I once listened to a motivational speaker who told a funny skit about negative self talk. He said in a public setting he once yelled for the negative talk to “SHUT UP!” He then described how all those around him stared at him wondering… The point is that once we have moved on, forgiven ourselves, learned, and changed behavior we must stay in the moment. Do not allow yourself to backslide and ruminate over the event again and again by doubting yourself in the present.

Summing Up

Learning is a journey not a destination so keep traveling. I have learned to accept mistakes. I still hate it when I make them but I am at peace with the fact that this is the path to learning and ultimately wisdom. We have to make mistakes to learn. Uncovering our mental models and hidden assumptions without making mistakes is a tall task and not for the faint of heart. Mistakes are a far easier way to learn about yourself and then grow. Keep traveling


Sunday, June 17, 2007

Adversity and Personal Integrity.

The following article was coauthored by myself and Doug Ross. It was posted on his website also. Be sure to check out his work at

Adversity and Personal Integrity.

What is this thing and how does it play upon the human spirit? The dictionary states that adversity comes from the word adverse –to oppose. Adversity is defined as misfortune, calamity, affliction, or distress. It is a general state of unhappiness -comes from the word adverse -to oppose

Early in my professional career I faced some withering criticism that I did not know how to deal with. I was told I did not fit in, that I was unsuited for a role here, that I was cocky and arrogant. At the time I struggled to understand what I was being told and how it applied to me. I simply could not see what they were saying or how I had done anything that could be construed in the way they shared. I was at the time crying out for wisdom to understand and come to terms with this feedback.

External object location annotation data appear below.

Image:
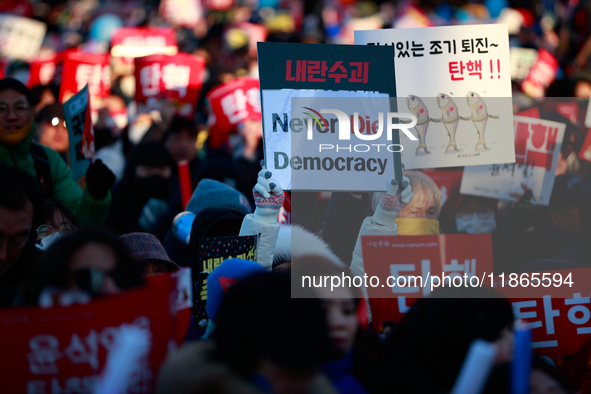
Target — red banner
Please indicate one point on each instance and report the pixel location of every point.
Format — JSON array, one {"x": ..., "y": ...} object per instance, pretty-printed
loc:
[
  {"x": 63, "y": 349},
  {"x": 82, "y": 68},
  {"x": 143, "y": 41},
  {"x": 230, "y": 104},
  {"x": 178, "y": 78}
]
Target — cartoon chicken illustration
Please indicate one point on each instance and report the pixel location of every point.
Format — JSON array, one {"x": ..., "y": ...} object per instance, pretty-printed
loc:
[
  {"x": 479, "y": 116},
  {"x": 449, "y": 118}
]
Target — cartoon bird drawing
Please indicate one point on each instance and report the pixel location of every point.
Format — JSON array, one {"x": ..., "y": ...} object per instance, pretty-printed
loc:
[
  {"x": 419, "y": 109},
  {"x": 449, "y": 118},
  {"x": 479, "y": 116}
]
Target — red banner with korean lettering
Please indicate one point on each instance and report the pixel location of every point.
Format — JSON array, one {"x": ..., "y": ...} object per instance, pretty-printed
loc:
[
  {"x": 418, "y": 256},
  {"x": 63, "y": 349},
  {"x": 81, "y": 68},
  {"x": 177, "y": 78},
  {"x": 143, "y": 41},
  {"x": 230, "y": 104}
]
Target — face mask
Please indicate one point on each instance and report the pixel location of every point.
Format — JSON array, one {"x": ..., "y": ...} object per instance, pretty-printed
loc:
[
  {"x": 45, "y": 243},
  {"x": 153, "y": 186},
  {"x": 417, "y": 226},
  {"x": 477, "y": 223}
]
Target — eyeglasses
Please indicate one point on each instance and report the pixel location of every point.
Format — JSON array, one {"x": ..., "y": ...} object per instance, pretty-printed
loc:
[
  {"x": 46, "y": 231},
  {"x": 20, "y": 109}
]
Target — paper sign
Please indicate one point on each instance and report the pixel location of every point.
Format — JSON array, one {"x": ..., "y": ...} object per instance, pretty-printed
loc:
[
  {"x": 76, "y": 111},
  {"x": 537, "y": 146},
  {"x": 316, "y": 73},
  {"x": 457, "y": 80},
  {"x": 541, "y": 74},
  {"x": 81, "y": 69},
  {"x": 20, "y": 37},
  {"x": 418, "y": 256},
  {"x": 178, "y": 78},
  {"x": 230, "y": 104},
  {"x": 212, "y": 252},
  {"x": 143, "y": 41},
  {"x": 63, "y": 349}
]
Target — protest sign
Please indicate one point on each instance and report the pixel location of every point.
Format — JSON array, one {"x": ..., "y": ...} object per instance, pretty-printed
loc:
[
  {"x": 230, "y": 104},
  {"x": 310, "y": 79},
  {"x": 212, "y": 252},
  {"x": 20, "y": 37},
  {"x": 541, "y": 74},
  {"x": 81, "y": 137},
  {"x": 63, "y": 349},
  {"x": 457, "y": 81},
  {"x": 178, "y": 78},
  {"x": 81, "y": 69},
  {"x": 418, "y": 259},
  {"x": 184, "y": 13},
  {"x": 537, "y": 146},
  {"x": 143, "y": 41}
]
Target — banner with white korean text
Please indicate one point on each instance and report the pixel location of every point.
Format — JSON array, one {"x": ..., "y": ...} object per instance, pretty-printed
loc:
[
  {"x": 457, "y": 81},
  {"x": 537, "y": 146}
]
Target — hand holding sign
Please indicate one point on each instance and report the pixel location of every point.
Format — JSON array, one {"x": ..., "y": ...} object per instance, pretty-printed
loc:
[
  {"x": 268, "y": 197},
  {"x": 392, "y": 202}
]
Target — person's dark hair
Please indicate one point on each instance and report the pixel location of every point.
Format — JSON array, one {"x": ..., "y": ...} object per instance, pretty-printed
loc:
[
  {"x": 258, "y": 319},
  {"x": 11, "y": 83},
  {"x": 443, "y": 326},
  {"x": 54, "y": 267},
  {"x": 18, "y": 187},
  {"x": 50, "y": 207}
]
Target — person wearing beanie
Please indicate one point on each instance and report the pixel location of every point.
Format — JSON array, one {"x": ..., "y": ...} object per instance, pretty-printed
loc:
[
  {"x": 17, "y": 129},
  {"x": 147, "y": 250}
]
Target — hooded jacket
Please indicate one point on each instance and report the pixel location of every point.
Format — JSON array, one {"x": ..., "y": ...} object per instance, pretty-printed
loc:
[{"x": 87, "y": 209}]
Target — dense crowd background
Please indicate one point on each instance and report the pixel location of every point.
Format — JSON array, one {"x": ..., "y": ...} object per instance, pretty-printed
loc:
[{"x": 63, "y": 242}]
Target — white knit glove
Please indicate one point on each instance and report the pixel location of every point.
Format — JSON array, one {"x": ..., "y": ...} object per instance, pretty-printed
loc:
[
  {"x": 268, "y": 198},
  {"x": 392, "y": 202}
]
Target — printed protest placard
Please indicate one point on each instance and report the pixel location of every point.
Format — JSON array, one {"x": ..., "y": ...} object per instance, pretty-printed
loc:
[
  {"x": 537, "y": 146},
  {"x": 64, "y": 349},
  {"x": 143, "y": 41},
  {"x": 178, "y": 78},
  {"x": 232, "y": 103},
  {"x": 20, "y": 37},
  {"x": 315, "y": 81},
  {"x": 411, "y": 262},
  {"x": 457, "y": 82},
  {"x": 212, "y": 252},
  {"x": 81, "y": 137},
  {"x": 81, "y": 69}
]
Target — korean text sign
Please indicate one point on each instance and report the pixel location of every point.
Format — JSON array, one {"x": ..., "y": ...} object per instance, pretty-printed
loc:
[
  {"x": 537, "y": 146},
  {"x": 63, "y": 349},
  {"x": 457, "y": 80},
  {"x": 421, "y": 256},
  {"x": 296, "y": 71},
  {"x": 178, "y": 78}
]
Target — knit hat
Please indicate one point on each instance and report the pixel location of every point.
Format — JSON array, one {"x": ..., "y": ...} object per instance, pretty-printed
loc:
[
  {"x": 214, "y": 194},
  {"x": 145, "y": 246},
  {"x": 223, "y": 277}
]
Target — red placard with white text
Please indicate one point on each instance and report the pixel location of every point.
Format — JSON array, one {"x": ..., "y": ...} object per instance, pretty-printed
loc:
[
  {"x": 178, "y": 78},
  {"x": 81, "y": 68},
  {"x": 419, "y": 255},
  {"x": 143, "y": 41},
  {"x": 230, "y": 104},
  {"x": 63, "y": 349}
]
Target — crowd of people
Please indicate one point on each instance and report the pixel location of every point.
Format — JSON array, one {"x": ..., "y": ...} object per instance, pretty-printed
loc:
[{"x": 64, "y": 242}]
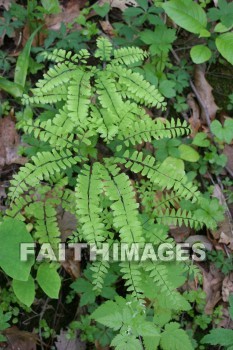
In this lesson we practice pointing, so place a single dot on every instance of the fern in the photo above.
(97, 168)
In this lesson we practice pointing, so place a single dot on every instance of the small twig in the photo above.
(40, 319)
(206, 112)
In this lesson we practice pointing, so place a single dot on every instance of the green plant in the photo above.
(182, 13)
(225, 264)
(223, 133)
(4, 318)
(92, 130)
(220, 336)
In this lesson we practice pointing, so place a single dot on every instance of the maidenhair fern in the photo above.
(96, 165)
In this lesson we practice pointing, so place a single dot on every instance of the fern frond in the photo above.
(62, 121)
(88, 190)
(58, 93)
(46, 227)
(99, 270)
(147, 129)
(147, 167)
(140, 89)
(128, 55)
(78, 99)
(108, 96)
(18, 206)
(131, 273)
(47, 132)
(44, 165)
(60, 55)
(57, 76)
(178, 218)
(118, 189)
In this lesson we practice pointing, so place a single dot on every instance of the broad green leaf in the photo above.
(188, 15)
(12, 88)
(231, 305)
(151, 343)
(24, 290)
(219, 336)
(101, 10)
(201, 140)
(160, 39)
(224, 13)
(174, 338)
(224, 45)
(188, 153)
(108, 314)
(129, 342)
(12, 234)
(23, 61)
(49, 280)
(200, 54)
(52, 6)
(224, 133)
(220, 28)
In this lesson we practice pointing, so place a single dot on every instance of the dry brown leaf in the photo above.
(120, 4)
(67, 223)
(227, 287)
(9, 143)
(72, 267)
(68, 13)
(194, 120)
(228, 151)
(20, 340)
(6, 4)
(205, 92)
(226, 321)
(107, 28)
(224, 233)
(212, 284)
(63, 343)
(200, 238)
(180, 234)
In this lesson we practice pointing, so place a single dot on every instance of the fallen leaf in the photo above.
(227, 287)
(200, 238)
(120, 4)
(226, 321)
(20, 340)
(72, 267)
(205, 92)
(194, 120)
(224, 232)
(6, 4)
(9, 143)
(68, 13)
(67, 223)
(212, 285)
(228, 151)
(63, 343)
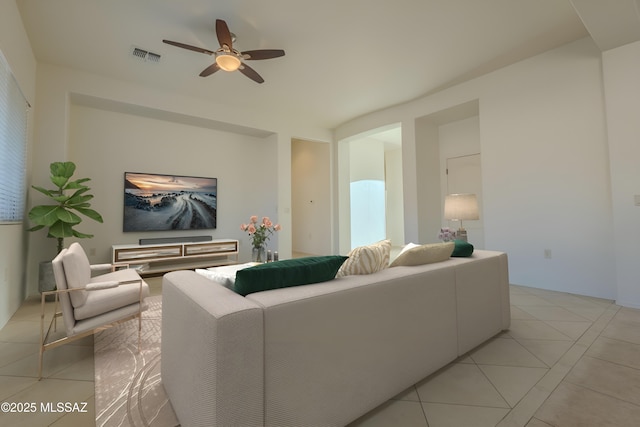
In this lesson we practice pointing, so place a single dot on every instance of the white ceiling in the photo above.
(344, 58)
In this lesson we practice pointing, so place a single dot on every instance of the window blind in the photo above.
(13, 146)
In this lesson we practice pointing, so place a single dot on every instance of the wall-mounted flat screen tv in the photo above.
(154, 202)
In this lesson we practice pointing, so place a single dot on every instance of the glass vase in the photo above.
(259, 254)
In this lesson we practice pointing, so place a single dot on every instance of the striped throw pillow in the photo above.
(367, 259)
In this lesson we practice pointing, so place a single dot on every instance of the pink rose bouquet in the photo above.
(260, 232)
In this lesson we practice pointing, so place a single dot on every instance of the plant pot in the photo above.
(259, 254)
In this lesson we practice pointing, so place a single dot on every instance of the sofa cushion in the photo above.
(291, 272)
(424, 254)
(77, 270)
(462, 249)
(366, 259)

My wife got so tired of hearing me talk about it she asked me to stop. To this day I recall this event as a devastating blow and at the same time defining moment. A blow in that my primary source of support had had enough leaving me to navigate this ambiguity alone yet a defining moment in that it helped force me to own the feedback rather then reject it or rationalize it. In the ensuing months and years I have sought strategies to grow my awareness of others feelings and perceptions. This has been a journey of great pain and growth, a journey of facing adversity and living to tell about it

My journey to understand myself and how I interact with others has had many twists and turns. It was filled with adversity and this adversity I have learned to love simply because it has led to growth. So how do you get to a place where you can embrace adversity if not love it? I am sure there are many answers to this but here is what worked for me.

  1. Know who you are
  2. Ask for help
  3. Know who to ask for help
  4. Invest in your own growth and improvement
  5. Seek feedback on your progress

Know who you are:

I took the time to inventory my personal values by conducting a deep search of what was important to me and why it was. With his I was able to identify the five primary values that motivate me; faith, family, integrity, learning and teaching. These values act as guideposts and filters for the feedback I receive. If someone offers an opinion that encourages me to modify my behaviors in ways that contradict a personal value, I can politely thank them for the feedback and either not change my behavior or identify a way of adapting that allows my values to stay intact.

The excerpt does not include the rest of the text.